Comment rythmer son film ? Doit-on tout donner à la scène d’ouverture ? A la scène finale ? Au mi-temps ? Ou lancer ses flèches en un flux quasi continu, en touches impressionnistes, en punchlines, à la manière des rappeurs devenus archers, vidant leur carquois à chaque fin d’alexandrins ou décasyllabes, pour tenir le spectateur en perpétuelle tension ? Il y a plusieurs écoles, qui s’adaptent selon le genre du film (comédie, drame, horreur, porno). Dans Dead or Alive 1, Miike Takashi a décidé de marquer le spectateur dès l’ouverture (séquence rythmée comme un TGV sur des rails de cocaïne, une cocaïne marseillaise très pure volontairement coupée – cutée – par un montage agressif) et dans une conclusion très vidéoludique, réaction chimique finalement raccord avec l’ouverture, laissant le spectateur pantois, les gencives insensibilisées. Il y a les montées progressives et dramatiques (c’est l’apanage de l’alcool fort, ce feu des dieux), à la manière du maelström du prélude de l’Or du Rhin de Wagner, dont la transe possède le spectateur dans les dernières mesures avant de s’arrêter abruptement. C’est le cas du final de Melancholia de Lars von Trier. Il y a également les montagnes russes des films d’épouvante, avec leurs courbes sinusoïdales jouées sur une partition trouble par un joueur de flûte de Hamelin, dans un trip de champignons hallucinogènes : on oscille entre attente de l’instant qui n’a pas encore eu lieu – tout en l’anticipant – et les moments d’effroi et de peur, avant de retomber dans un confort précaire et d’anticiper le prochain sursaut. Il y a enfin les films dont le climax est à mi-temps du film : ce sont les années MDMA, très contemporaines, qu’a repris, par exemple, sans avoir sans doute aucune accointance avec la chimie citée, Kim Jee-woon dans The Age of Shadows, avec sa désormais fameuse scène du train. Après cette scène, une certaine descente inconfortable et une déshydratation conséquente. Moralité : insérer la meilleure séquence au mi-temps d’un film, sans y ajouter un rebondissement final est une prise de risque périlleuse.
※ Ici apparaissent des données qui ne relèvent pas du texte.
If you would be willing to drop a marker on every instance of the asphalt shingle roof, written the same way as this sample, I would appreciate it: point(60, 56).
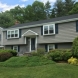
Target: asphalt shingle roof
point(45, 21)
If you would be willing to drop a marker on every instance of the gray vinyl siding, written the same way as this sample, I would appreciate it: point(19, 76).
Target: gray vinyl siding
point(13, 41)
point(1, 41)
point(66, 33)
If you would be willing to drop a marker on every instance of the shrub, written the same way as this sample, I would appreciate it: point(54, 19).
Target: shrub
point(40, 52)
point(73, 61)
point(60, 55)
point(5, 55)
point(14, 53)
point(75, 47)
point(26, 61)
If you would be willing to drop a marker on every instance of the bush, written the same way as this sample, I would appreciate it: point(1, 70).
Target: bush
point(75, 47)
point(40, 52)
point(4, 56)
point(14, 53)
point(60, 55)
point(73, 61)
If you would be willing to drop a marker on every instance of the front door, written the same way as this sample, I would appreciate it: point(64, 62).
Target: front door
point(32, 44)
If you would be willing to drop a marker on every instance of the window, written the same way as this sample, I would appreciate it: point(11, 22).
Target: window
point(49, 29)
point(51, 47)
point(15, 48)
point(13, 34)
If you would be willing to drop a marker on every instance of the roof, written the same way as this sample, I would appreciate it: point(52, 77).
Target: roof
point(46, 21)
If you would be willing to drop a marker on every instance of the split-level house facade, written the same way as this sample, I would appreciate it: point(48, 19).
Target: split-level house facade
point(56, 33)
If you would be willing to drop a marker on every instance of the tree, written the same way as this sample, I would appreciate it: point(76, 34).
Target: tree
point(18, 13)
point(6, 19)
point(39, 11)
point(59, 8)
point(74, 10)
point(68, 5)
point(47, 9)
point(75, 47)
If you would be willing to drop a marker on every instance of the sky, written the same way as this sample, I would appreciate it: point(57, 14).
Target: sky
point(8, 4)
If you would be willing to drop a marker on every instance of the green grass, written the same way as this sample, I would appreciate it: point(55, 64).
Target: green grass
point(26, 61)
point(36, 67)
point(45, 71)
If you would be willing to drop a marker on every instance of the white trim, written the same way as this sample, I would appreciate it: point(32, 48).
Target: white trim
point(15, 46)
point(53, 46)
point(14, 33)
point(36, 25)
point(48, 29)
point(36, 43)
point(30, 31)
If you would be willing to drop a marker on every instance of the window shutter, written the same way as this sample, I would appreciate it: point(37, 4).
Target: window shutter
point(76, 26)
point(6, 34)
point(56, 28)
point(56, 46)
point(19, 33)
point(46, 47)
point(41, 30)
point(18, 48)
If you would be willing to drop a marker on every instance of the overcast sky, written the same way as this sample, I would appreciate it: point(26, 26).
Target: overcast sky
point(8, 4)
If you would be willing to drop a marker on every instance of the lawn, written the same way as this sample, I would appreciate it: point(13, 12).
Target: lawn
point(57, 70)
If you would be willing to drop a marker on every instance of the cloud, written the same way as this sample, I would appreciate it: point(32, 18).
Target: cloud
point(51, 1)
point(4, 6)
point(24, 0)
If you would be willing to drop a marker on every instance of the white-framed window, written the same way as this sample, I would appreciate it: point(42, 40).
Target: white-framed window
point(51, 47)
point(13, 34)
point(49, 29)
point(15, 48)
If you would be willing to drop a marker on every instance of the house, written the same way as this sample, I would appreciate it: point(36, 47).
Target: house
point(56, 33)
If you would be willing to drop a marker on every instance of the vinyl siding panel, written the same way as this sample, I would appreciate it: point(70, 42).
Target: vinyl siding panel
point(13, 41)
point(66, 33)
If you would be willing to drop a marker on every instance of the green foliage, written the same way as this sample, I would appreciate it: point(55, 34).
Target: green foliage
point(6, 19)
point(14, 53)
point(5, 55)
point(26, 61)
point(60, 55)
point(73, 61)
point(74, 10)
point(75, 47)
point(47, 9)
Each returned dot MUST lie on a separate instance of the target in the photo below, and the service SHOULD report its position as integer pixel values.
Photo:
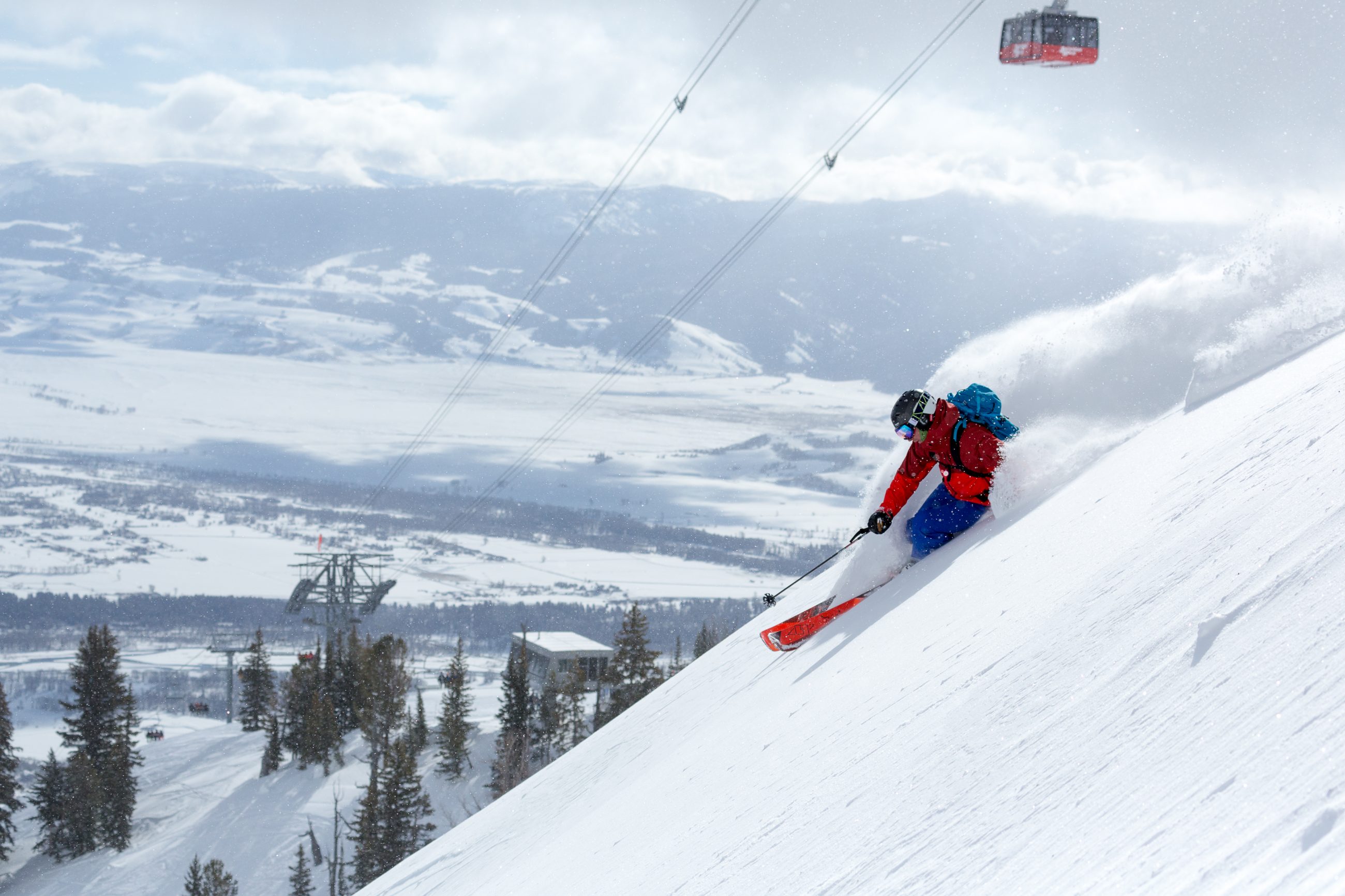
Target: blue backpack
(980, 405)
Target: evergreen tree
(405, 811)
(119, 785)
(545, 730)
(301, 879)
(510, 767)
(319, 742)
(10, 802)
(297, 696)
(84, 805)
(366, 833)
(678, 663)
(384, 683)
(196, 879)
(217, 880)
(275, 754)
(634, 672)
(101, 692)
(454, 728)
(259, 691)
(572, 724)
(50, 802)
(97, 791)
(707, 639)
(311, 733)
(420, 728)
(346, 659)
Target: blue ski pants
(939, 520)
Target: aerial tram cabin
(1054, 37)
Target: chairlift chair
(1055, 37)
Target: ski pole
(768, 600)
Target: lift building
(559, 652)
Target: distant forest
(256, 500)
(55, 621)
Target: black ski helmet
(915, 409)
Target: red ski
(791, 633)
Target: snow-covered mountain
(205, 259)
(1126, 684)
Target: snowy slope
(200, 794)
(1133, 686)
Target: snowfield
(1131, 686)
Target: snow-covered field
(1131, 686)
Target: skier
(962, 436)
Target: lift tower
(229, 645)
(339, 587)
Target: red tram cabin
(1054, 37)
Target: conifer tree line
(351, 684)
(88, 801)
(346, 684)
(537, 728)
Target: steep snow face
(1134, 686)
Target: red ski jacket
(967, 466)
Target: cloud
(1082, 379)
(350, 133)
(1191, 116)
(153, 53)
(73, 54)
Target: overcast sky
(1204, 111)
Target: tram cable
(707, 282)
(548, 275)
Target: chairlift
(447, 679)
(1055, 37)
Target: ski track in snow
(1134, 686)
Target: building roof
(561, 643)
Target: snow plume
(1081, 381)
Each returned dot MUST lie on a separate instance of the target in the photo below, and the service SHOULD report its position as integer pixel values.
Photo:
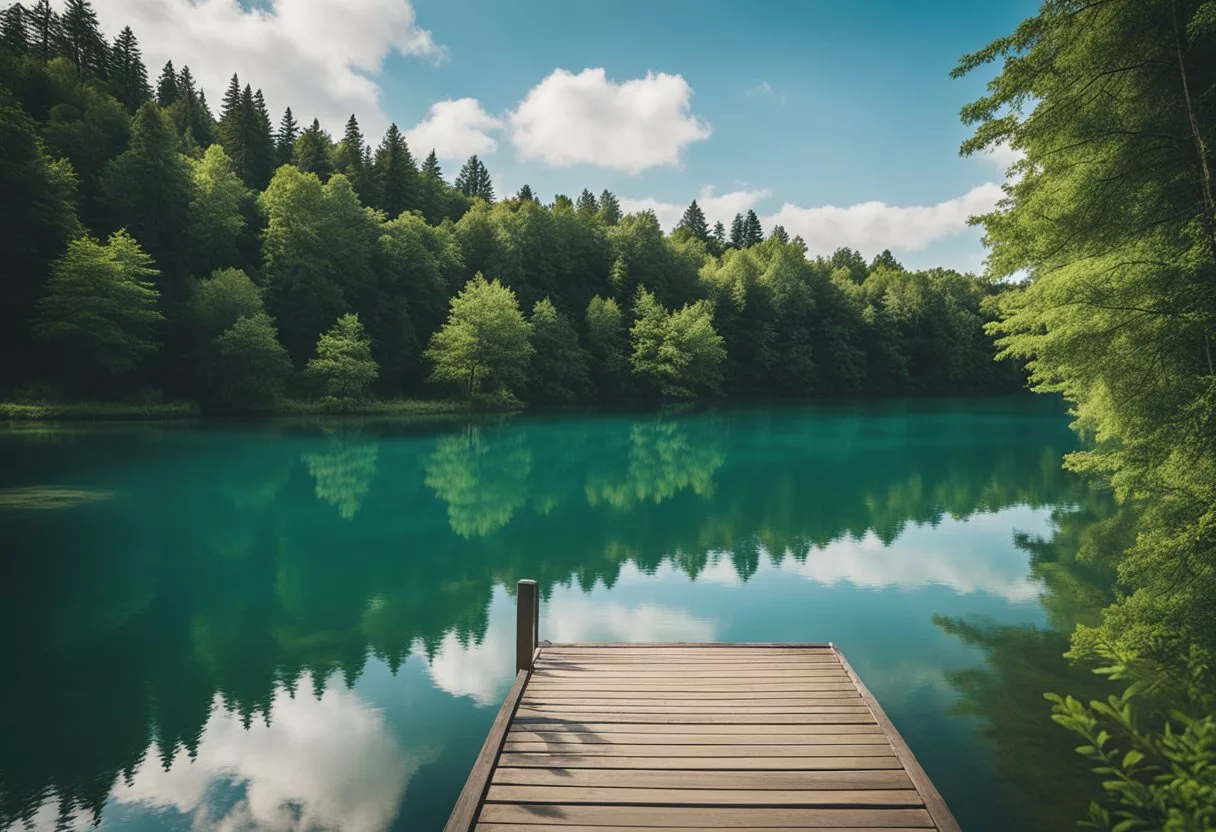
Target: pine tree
(285, 140)
(128, 76)
(262, 144)
(167, 85)
(737, 232)
(694, 221)
(586, 206)
(83, 41)
(394, 174)
(474, 180)
(44, 31)
(12, 29)
(752, 232)
(609, 207)
(352, 158)
(313, 149)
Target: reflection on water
(294, 628)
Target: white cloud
(872, 226)
(589, 119)
(720, 208)
(455, 129)
(317, 56)
(765, 90)
(319, 763)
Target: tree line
(156, 245)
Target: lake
(310, 625)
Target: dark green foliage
(100, 308)
(148, 190)
(738, 232)
(285, 139)
(609, 207)
(474, 180)
(37, 198)
(314, 151)
(693, 221)
(586, 206)
(558, 370)
(128, 76)
(247, 365)
(395, 176)
(167, 85)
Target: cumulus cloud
(765, 90)
(317, 56)
(719, 208)
(455, 129)
(319, 763)
(590, 119)
(872, 226)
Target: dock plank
(623, 736)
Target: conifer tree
(474, 180)
(609, 207)
(752, 232)
(13, 33)
(83, 41)
(586, 206)
(167, 85)
(394, 174)
(352, 158)
(694, 221)
(128, 76)
(737, 232)
(43, 28)
(285, 140)
(313, 151)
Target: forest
(158, 249)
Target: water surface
(309, 625)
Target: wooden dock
(607, 737)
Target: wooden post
(527, 614)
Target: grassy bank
(15, 411)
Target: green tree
(395, 176)
(485, 339)
(474, 180)
(586, 206)
(343, 365)
(609, 207)
(100, 305)
(558, 370)
(38, 201)
(148, 190)
(167, 85)
(693, 220)
(353, 159)
(221, 299)
(215, 217)
(128, 76)
(248, 366)
(679, 353)
(607, 347)
(753, 235)
(285, 139)
(313, 151)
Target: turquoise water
(309, 625)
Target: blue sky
(791, 108)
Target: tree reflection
(217, 580)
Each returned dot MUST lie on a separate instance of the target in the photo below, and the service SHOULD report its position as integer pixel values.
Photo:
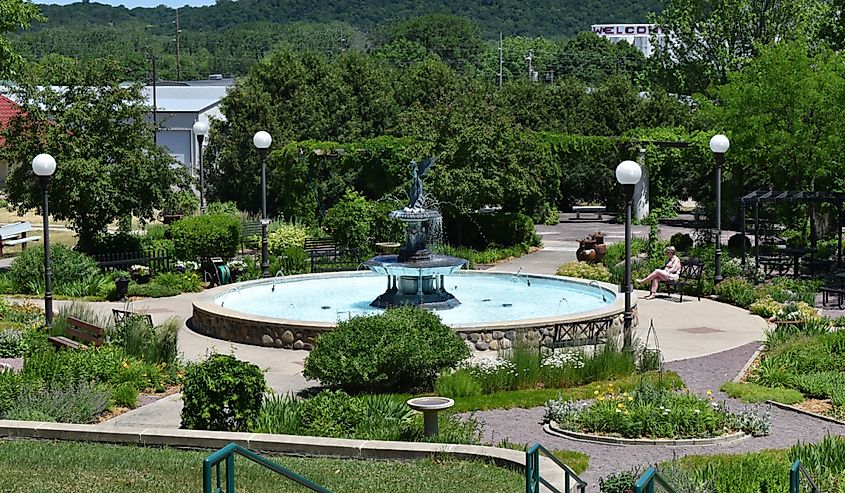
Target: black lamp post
(43, 165)
(628, 173)
(719, 144)
(200, 129)
(262, 141)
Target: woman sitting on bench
(670, 271)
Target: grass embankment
(41, 466)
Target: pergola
(758, 196)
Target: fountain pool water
(291, 312)
(483, 307)
(484, 298)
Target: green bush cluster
(400, 350)
(584, 270)
(481, 231)
(206, 235)
(524, 367)
(759, 471)
(807, 358)
(68, 266)
(222, 393)
(490, 255)
(336, 414)
(652, 411)
(76, 385)
(286, 236)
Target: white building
(178, 107)
(637, 35)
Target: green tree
(107, 164)
(14, 15)
(711, 38)
(783, 114)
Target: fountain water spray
(416, 276)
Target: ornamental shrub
(401, 350)
(584, 270)
(350, 221)
(27, 271)
(286, 235)
(736, 291)
(222, 393)
(207, 235)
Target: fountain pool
(291, 311)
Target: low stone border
(552, 428)
(744, 371)
(789, 407)
(275, 444)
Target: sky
(139, 3)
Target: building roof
(8, 109)
(185, 99)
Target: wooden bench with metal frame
(79, 329)
(691, 271)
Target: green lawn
(44, 466)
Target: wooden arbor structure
(755, 198)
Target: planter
(122, 287)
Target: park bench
(596, 210)
(16, 234)
(327, 257)
(79, 329)
(691, 271)
(121, 315)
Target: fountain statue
(416, 276)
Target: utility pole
(155, 103)
(178, 47)
(501, 53)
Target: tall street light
(200, 129)
(43, 165)
(628, 173)
(262, 141)
(719, 144)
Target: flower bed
(652, 411)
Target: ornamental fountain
(416, 276)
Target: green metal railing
(647, 481)
(795, 472)
(211, 466)
(534, 481)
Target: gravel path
(700, 375)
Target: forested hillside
(547, 18)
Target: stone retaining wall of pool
(214, 320)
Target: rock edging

C’est le risque qu’a pris Kim Ui-seok pour son premier long métrage. Tout commence assez classiquement par une enquête policière, suite à la disparition et au probable suicide d’une lycéenne. L’intrigue se déroule dans un lycée pour filles et l’on sent d’emblée que tout n’est très net et que plusieurs lycéennes sont plus ou moins liées à la disparition de leur camarade. Le lycée est souvent dépeint comme un lieu malsain où les uniformes repassés et les coiffures lisses cachent la plus grande des perversions. On se souvient, au Japon, de Confessions et The World of Kanako de Nakashima Tetsuya, et en Corée, La Frappe de Yoon Sung-hyun. Le film met en scène des archétypes aux motivations bien différentes : les policiers qui tentent de résoudre l’affaire, les responsables du lycée qui font tout pour ne pas ternir l’image de leur établissement, la mère de la disparue qui mène son enquête parallèle auprès des lycéennes, et les fameuses lycéennes aux motifs ambivalents : retrouver la disparue, apporter la preuve de son innocence, faire peser la culpabilité sur une camarade, fomenter une vengeance…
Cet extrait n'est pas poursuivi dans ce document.